A picture of a cel phone displaying a video of a blue train moving on a track.

If you're not familiar with the term "manding," I'll start with a brief overview of what it is, then share some ideas for how you can use this concept to help your child or student practice language and communication skills.

Autism Speaks (n.d.) offers a great description of this concept and how it can empower students with autism to communicate their needs and preferences.

According to Autism Speaks, working on manding helps kids (and older folks too!) learn communication skills by connecting words with their purposes...students learn that language can help them get objects, activities, foods, etc. that they want or need (Sundberg and Michael, 2001, as cited in Albert, Carbone, Murray, Hagerty, & Sweeney-Kerwin, 2012).

In very simple terms, a "mand" can be thought of as a request. The student asks for something (such as by saying "cracker," signing "cracker" or handing you a picture of a cracker, etc.). Once the student makes this request, the parent or teacher repeats the word and gives the student the cracker. One way that I tell my college students they can remember this term is that it sounds like the word "demand." This can help us remember that it's a doesn't necessarily have to be "demanding," but I find that to be a helpful trick for remembering the meaning of the term.

Here are some ways that you can practice this skill if you child or student loves to watch videos online. Most of these apply primarily to viewing videos on a computer (rather than a mobile device), but many of them can be adapted for use with a mobile device.

For each of these, you'll notice that it's a "mand" because the child is asking you to do something (such as typing letters into a search box or pressing the play button) that will result in something he or she wants: to watch a video.

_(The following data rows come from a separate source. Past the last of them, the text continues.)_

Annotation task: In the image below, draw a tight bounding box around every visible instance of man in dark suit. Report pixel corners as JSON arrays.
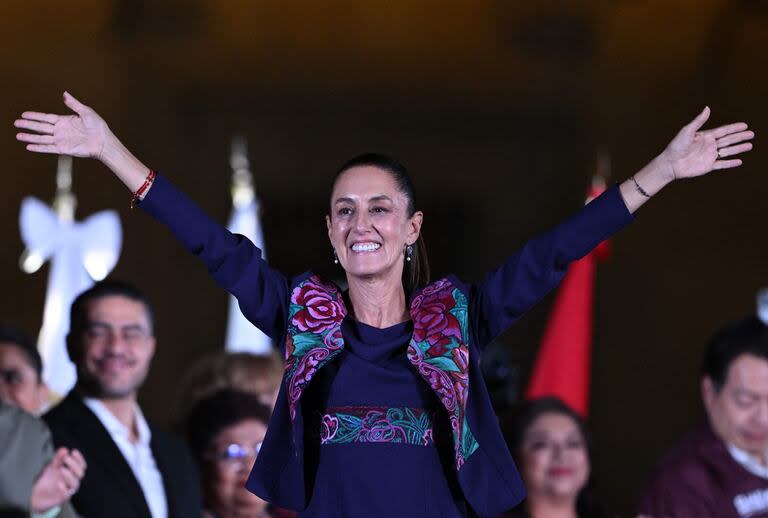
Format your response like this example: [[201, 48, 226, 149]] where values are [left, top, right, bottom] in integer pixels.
[[44, 281, 201, 518]]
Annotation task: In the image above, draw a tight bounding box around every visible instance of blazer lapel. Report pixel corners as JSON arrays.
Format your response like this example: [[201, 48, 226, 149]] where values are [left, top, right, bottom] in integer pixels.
[[284, 275, 347, 421], [61, 392, 151, 517], [408, 279, 478, 470]]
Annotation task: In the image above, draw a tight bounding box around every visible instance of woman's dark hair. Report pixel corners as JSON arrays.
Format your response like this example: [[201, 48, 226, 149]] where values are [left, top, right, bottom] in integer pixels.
[[701, 316, 768, 391], [0, 325, 43, 383], [507, 402, 603, 518], [329, 153, 429, 295], [182, 389, 270, 465]]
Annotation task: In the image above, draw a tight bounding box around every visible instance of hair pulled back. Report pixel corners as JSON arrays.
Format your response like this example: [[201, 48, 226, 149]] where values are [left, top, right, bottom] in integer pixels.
[[331, 153, 429, 295]]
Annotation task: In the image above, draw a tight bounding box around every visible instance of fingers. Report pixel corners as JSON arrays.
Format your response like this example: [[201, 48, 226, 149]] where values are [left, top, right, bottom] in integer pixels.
[[48, 448, 69, 468], [702, 122, 748, 139], [16, 133, 53, 144], [59, 467, 82, 495], [717, 131, 755, 148], [687, 106, 710, 131], [21, 112, 59, 124], [717, 142, 752, 158], [27, 144, 61, 155], [13, 119, 53, 135], [64, 92, 90, 115], [712, 158, 741, 169], [70, 448, 88, 471], [63, 450, 86, 481]]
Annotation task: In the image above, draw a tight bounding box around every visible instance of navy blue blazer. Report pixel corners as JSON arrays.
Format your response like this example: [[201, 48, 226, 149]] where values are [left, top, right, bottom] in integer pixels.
[[141, 175, 634, 517]]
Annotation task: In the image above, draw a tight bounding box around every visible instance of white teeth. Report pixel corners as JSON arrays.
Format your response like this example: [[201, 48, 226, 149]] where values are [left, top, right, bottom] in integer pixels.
[[352, 243, 381, 252]]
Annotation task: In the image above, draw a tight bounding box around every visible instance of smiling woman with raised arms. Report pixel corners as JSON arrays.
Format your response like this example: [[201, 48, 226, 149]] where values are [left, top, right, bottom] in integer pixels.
[[15, 93, 753, 517]]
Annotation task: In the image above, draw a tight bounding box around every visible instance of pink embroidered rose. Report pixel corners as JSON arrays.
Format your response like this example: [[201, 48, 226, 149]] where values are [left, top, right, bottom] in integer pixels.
[[451, 345, 469, 379], [427, 335, 453, 358], [413, 286, 461, 352], [291, 277, 345, 333]]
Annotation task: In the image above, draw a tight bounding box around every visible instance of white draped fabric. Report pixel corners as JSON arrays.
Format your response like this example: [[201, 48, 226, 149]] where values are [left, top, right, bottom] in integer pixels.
[[19, 197, 122, 395], [225, 196, 272, 354]]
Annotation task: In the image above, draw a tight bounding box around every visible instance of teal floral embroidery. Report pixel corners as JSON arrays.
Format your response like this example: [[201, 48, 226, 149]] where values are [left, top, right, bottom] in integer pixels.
[[408, 279, 478, 470], [320, 407, 434, 446], [285, 276, 478, 470], [285, 276, 347, 420]]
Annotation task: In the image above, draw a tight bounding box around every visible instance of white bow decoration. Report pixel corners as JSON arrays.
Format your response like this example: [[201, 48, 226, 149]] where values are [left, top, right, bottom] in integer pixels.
[[19, 197, 122, 395]]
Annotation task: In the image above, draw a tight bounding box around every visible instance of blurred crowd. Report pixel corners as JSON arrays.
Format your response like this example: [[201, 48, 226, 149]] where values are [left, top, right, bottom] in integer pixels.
[[0, 281, 768, 518]]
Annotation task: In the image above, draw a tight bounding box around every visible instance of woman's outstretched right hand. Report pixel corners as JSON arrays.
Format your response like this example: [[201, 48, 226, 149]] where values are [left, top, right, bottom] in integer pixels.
[[14, 92, 111, 159], [14, 92, 149, 194]]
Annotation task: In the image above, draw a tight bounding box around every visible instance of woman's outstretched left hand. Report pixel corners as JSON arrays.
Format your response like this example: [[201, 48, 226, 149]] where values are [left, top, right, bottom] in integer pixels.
[[659, 107, 755, 180]]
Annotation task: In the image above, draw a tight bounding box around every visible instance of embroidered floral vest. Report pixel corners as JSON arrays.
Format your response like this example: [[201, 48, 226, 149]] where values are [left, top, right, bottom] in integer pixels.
[[284, 276, 478, 470]]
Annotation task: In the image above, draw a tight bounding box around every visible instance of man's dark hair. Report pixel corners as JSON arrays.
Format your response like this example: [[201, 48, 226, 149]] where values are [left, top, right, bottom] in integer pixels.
[[0, 325, 43, 383], [67, 280, 155, 364], [701, 316, 768, 391]]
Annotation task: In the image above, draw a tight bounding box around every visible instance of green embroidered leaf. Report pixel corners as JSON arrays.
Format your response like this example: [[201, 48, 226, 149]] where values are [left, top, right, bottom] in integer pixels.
[[450, 288, 469, 344], [293, 333, 323, 356], [426, 356, 461, 372], [288, 304, 304, 320], [461, 417, 479, 460]]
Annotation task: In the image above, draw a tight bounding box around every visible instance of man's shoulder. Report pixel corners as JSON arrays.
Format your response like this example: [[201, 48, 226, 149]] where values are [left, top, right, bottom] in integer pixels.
[[43, 392, 87, 429], [148, 422, 194, 466], [653, 424, 736, 485]]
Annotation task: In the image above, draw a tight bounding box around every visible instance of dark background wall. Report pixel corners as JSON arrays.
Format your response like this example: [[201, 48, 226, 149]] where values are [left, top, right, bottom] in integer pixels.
[[0, 0, 768, 514]]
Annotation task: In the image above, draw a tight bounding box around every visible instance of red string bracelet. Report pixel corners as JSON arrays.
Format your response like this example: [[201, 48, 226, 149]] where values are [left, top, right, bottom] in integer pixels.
[[131, 169, 157, 208]]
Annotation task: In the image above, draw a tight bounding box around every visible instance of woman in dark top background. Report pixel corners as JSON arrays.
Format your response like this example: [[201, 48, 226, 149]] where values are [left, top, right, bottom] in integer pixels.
[[503, 397, 604, 518], [15, 94, 753, 517]]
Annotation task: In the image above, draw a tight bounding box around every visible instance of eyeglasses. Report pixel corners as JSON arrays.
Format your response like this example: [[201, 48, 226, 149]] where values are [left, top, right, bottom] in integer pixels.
[[212, 442, 261, 473], [0, 369, 24, 385], [86, 323, 150, 343]]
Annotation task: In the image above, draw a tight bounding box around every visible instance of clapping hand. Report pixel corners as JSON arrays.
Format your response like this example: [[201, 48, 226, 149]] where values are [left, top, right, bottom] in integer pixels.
[[30, 448, 86, 513]]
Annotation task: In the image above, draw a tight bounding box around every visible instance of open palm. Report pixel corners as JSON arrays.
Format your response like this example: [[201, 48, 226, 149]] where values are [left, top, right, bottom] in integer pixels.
[[14, 92, 109, 158], [662, 107, 754, 178]]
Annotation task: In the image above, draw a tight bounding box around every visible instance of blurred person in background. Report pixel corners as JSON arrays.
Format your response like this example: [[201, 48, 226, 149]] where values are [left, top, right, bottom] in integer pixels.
[[14, 93, 754, 518], [500, 397, 603, 518], [184, 389, 291, 518], [640, 316, 768, 518], [0, 401, 86, 518], [0, 326, 49, 415], [0, 326, 86, 518], [180, 350, 283, 420], [44, 280, 201, 518]]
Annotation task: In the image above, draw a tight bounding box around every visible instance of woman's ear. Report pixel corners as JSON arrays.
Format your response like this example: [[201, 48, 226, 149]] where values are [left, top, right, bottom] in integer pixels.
[[408, 210, 424, 244]]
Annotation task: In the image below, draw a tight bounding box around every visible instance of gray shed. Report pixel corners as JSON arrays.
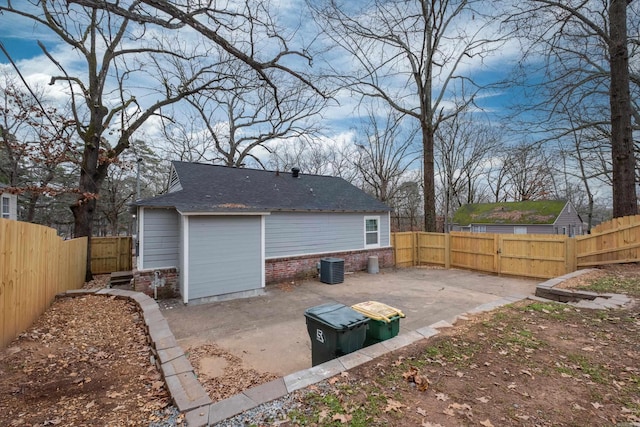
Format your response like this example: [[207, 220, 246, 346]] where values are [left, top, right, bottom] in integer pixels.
[[135, 162, 392, 303]]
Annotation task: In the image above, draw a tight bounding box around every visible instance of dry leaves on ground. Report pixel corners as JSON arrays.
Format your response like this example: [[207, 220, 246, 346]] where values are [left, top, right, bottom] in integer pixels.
[[0, 296, 178, 426]]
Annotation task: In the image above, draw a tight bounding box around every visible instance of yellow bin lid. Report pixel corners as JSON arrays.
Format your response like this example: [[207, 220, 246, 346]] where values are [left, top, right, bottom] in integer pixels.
[[351, 301, 404, 323]]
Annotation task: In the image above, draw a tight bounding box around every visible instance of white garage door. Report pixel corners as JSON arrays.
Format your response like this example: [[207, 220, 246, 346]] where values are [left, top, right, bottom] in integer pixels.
[[188, 216, 264, 300]]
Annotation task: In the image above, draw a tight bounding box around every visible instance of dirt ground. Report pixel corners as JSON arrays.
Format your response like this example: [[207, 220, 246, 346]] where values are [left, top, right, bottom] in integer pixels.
[[0, 265, 640, 427], [0, 296, 171, 426]]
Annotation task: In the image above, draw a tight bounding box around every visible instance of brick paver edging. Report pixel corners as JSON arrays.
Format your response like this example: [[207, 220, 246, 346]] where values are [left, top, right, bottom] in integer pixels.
[[531, 268, 631, 310], [58, 270, 629, 427], [56, 288, 212, 420]]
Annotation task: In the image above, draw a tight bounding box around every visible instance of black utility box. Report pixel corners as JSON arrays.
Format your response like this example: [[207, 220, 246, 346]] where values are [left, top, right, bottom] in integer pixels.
[[320, 258, 344, 285]]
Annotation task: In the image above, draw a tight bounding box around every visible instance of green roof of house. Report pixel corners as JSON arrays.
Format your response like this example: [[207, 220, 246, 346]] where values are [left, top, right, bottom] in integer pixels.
[[453, 200, 567, 226]]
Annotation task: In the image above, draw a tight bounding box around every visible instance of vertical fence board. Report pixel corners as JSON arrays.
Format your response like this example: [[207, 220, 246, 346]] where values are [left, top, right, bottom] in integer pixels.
[[0, 219, 87, 347], [392, 215, 640, 278], [91, 236, 133, 274]]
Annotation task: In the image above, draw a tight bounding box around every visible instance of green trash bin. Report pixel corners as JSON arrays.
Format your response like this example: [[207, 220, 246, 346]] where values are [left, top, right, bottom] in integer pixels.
[[351, 301, 404, 347], [304, 304, 369, 366]]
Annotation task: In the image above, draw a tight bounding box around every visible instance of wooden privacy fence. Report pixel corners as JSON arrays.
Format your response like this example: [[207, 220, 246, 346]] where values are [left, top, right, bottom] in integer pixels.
[[0, 219, 87, 348], [392, 215, 640, 279], [91, 236, 133, 274]]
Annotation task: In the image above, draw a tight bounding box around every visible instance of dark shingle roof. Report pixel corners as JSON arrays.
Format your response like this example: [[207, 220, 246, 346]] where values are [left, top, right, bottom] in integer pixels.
[[453, 200, 567, 226], [134, 162, 391, 213]]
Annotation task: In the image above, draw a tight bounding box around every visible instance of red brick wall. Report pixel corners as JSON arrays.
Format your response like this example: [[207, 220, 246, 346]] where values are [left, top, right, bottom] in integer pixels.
[[265, 248, 393, 284], [133, 268, 180, 299]]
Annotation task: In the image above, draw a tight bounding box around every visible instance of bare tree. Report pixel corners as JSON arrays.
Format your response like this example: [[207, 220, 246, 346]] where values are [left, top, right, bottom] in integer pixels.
[[309, 0, 508, 231], [355, 106, 419, 203], [503, 143, 554, 202], [435, 113, 502, 230], [178, 59, 326, 168], [0, 75, 77, 222], [268, 137, 361, 181], [507, 0, 640, 217], [0, 0, 320, 279]]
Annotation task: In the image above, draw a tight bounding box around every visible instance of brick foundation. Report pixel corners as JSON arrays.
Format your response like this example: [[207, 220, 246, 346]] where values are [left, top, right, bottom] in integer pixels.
[[265, 248, 393, 285], [133, 268, 180, 299]]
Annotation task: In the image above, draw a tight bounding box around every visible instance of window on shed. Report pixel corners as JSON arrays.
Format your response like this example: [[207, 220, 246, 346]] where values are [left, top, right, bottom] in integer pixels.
[[2, 196, 11, 219], [364, 216, 380, 248]]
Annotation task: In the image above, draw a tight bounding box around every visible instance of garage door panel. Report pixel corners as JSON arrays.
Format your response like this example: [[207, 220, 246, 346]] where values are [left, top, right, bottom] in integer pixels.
[[189, 217, 263, 299]]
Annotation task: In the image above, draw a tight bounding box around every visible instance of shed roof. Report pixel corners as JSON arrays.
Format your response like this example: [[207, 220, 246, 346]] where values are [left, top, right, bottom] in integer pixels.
[[453, 200, 567, 226], [133, 161, 391, 213]]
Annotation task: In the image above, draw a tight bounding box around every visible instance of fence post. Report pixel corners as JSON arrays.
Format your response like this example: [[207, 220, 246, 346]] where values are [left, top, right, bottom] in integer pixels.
[[444, 233, 451, 269], [391, 233, 398, 267], [493, 233, 502, 276], [564, 237, 578, 273]]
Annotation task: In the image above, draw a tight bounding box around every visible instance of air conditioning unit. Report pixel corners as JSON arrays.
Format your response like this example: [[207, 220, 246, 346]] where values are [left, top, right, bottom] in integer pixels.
[[320, 258, 344, 285]]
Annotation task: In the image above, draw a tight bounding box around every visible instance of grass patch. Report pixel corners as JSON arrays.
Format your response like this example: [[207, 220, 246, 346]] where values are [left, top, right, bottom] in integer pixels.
[[578, 276, 640, 297], [567, 354, 609, 384]]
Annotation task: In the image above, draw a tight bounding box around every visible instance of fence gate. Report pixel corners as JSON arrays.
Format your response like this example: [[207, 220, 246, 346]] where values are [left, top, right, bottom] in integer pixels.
[[91, 236, 133, 274]]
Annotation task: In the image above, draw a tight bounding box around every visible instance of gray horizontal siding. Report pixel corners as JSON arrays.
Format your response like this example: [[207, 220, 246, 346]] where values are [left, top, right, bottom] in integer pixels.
[[482, 224, 553, 234], [553, 203, 582, 236], [265, 212, 389, 258], [141, 209, 180, 269], [189, 216, 263, 300]]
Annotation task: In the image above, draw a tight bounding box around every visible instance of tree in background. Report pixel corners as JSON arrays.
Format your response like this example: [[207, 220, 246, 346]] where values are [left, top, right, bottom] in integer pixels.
[[0, 74, 77, 224], [435, 112, 505, 230], [308, 0, 510, 231], [506, 0, 640, 217], [354, 105, 420, 206]]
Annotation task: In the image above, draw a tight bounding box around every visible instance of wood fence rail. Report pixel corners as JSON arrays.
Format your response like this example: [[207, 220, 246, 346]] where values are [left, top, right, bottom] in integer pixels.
[[0, 219, 87, 348], [91, 236, 133, 274], [391, 215, 640, 279]]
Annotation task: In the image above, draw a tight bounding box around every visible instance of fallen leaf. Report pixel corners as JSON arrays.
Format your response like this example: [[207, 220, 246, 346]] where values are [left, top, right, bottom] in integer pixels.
[[436, 393, 449, 402], [449, 402, 471, 411], [384, 399, 404, 412], [520, 369, 533, 378], [318, 409, 329, 422], [332, 414, 353, 424]]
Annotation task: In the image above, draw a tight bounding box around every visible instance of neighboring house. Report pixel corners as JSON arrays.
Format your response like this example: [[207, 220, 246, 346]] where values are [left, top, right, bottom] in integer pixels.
[[134, 162, 393, 303], [0, 184, 18, 219], [451, 200, 582, 236]]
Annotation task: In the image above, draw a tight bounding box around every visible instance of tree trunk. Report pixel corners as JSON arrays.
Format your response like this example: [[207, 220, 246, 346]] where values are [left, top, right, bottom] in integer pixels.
[[71, 135, 102, 282], [422, 126, 436, 232], [609, 0, 638, 218]]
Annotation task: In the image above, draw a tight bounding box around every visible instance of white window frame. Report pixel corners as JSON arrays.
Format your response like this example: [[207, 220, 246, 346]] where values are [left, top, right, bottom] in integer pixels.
[[1, 196, 11, 219], [364, 216, 380, 249], [513, 225, 527, 234]]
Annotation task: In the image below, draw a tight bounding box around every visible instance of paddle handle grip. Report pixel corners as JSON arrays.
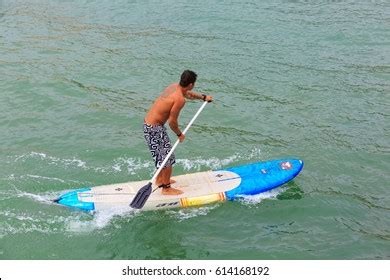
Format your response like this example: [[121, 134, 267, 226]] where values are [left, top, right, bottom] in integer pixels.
[[150, 101, 208, 182]]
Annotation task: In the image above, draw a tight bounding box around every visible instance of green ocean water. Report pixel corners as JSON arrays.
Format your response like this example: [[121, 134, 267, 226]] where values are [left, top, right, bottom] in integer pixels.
[[0, 0, 390, 259]]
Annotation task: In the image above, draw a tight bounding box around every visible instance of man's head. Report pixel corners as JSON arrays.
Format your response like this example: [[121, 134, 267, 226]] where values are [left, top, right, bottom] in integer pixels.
[[180, 70, 197, 90]]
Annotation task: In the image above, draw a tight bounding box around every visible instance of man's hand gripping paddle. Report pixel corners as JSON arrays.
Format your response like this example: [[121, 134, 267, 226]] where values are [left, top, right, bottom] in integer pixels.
[[130, 101, 208, 209]]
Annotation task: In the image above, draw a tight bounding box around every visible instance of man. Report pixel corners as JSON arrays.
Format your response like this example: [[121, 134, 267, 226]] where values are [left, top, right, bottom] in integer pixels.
[[144, 70, 213, 195]]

  1. Request to watch the videos: Have the student ask you before bringing up the YouTube website or app. You could prompt the student to say something like, "I want to watch trains" "watch trains," "train video," etc. I'll post some links about how to use prompting at the end of the post.

  2. Letter Identification: If your student wants to watch a video about trains, you can type the word into the search box and have the student name each letter as you type it. I think this would work best if the student has seen you type in the word "trains" before and he or she understands that typing the word will lead to getting to see a video. To add extra letters to the practice, you could add additional words to the search, such as "two trains," "railroad trains," etc.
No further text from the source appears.